|Publication number||US5284686 A|
|Application number||US 07/661,868|
|Publication date||Feb 8, 1994|
|Filing date||Feb 27, 1991|
|Priority date||Nov 28, 1989|
|Also published as||US5026579|
|Publication number||07661868, 661868, US 5284686 A, US 5284686A, US-A-5284686, US5284686 A, US5284686A|
|Original Assignee||Yale And Valor P.L.C.|
|Export Citation||BiBTeX, EndNote, RefMan|
|Patent Citations (16), Referenced by (12), Classifications (8), Legal Events (7)|
|External Links: USPTO, USPTO Assignment, Espacenet|
This application is a continuation-in-part of application Ser. No. 07/443,109, filed Nov. 28, 1989, now U.S. Pat. No. 5,026,579, issued Jun. 25, 1991.

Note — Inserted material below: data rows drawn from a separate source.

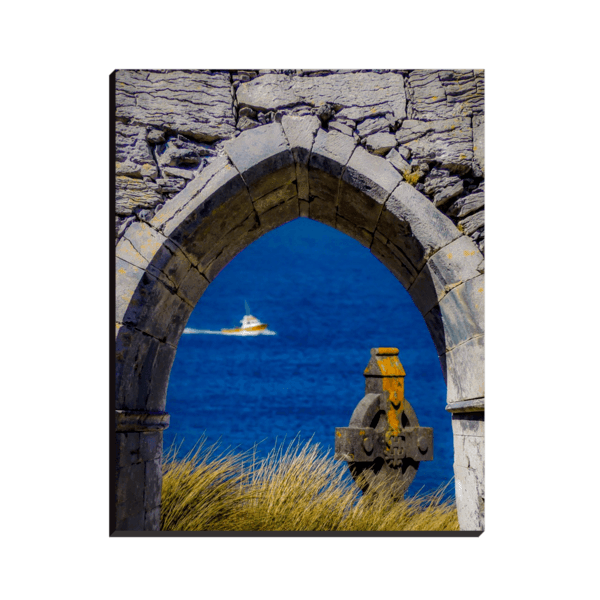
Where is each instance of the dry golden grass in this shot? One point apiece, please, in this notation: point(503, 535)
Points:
point(296, 488)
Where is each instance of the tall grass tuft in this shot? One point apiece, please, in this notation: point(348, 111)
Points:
point(298, 487)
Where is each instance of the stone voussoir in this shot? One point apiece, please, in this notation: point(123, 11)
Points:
point(449, 267)
point(263, 158)
point(411, 222)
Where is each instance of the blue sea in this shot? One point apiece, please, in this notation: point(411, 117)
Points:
point(327, 301)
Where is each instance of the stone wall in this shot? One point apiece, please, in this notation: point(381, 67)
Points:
point(429, 125)
point(207, 162)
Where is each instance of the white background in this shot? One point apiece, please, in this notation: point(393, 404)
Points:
point(541, 320)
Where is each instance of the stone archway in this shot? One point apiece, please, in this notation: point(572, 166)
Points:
point(269, 176)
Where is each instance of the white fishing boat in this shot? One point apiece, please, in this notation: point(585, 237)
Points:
point(249, 324)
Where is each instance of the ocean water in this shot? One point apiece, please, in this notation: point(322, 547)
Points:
point(327, 301)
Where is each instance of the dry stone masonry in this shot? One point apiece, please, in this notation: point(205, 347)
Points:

The present invention is directed to a composite artificial log for use in gas-fired artificial log fireplace assemblies or stoves, and more particularly, to a composite artificial log which has a ceramic concrete section molded to resemble a real log and which radiates a substantial amount of heat to the surroundings when heated, and one or more ceramic fiber sections which glow visibly when heated above about 1470° F. (800° C).
Fireplaces are very popular and desirable in houses and apartments, both for heating as well as for aesthetics. It is becoming more and more common to install gas-burning fireplaces as an alternative to solid fuel burning fireplaces, however, since the latter require manual refueling and clearing of ashes. Oftentimes, artificial logs are used in gas fireplaces and stoves to add an element of realism to the gas fire.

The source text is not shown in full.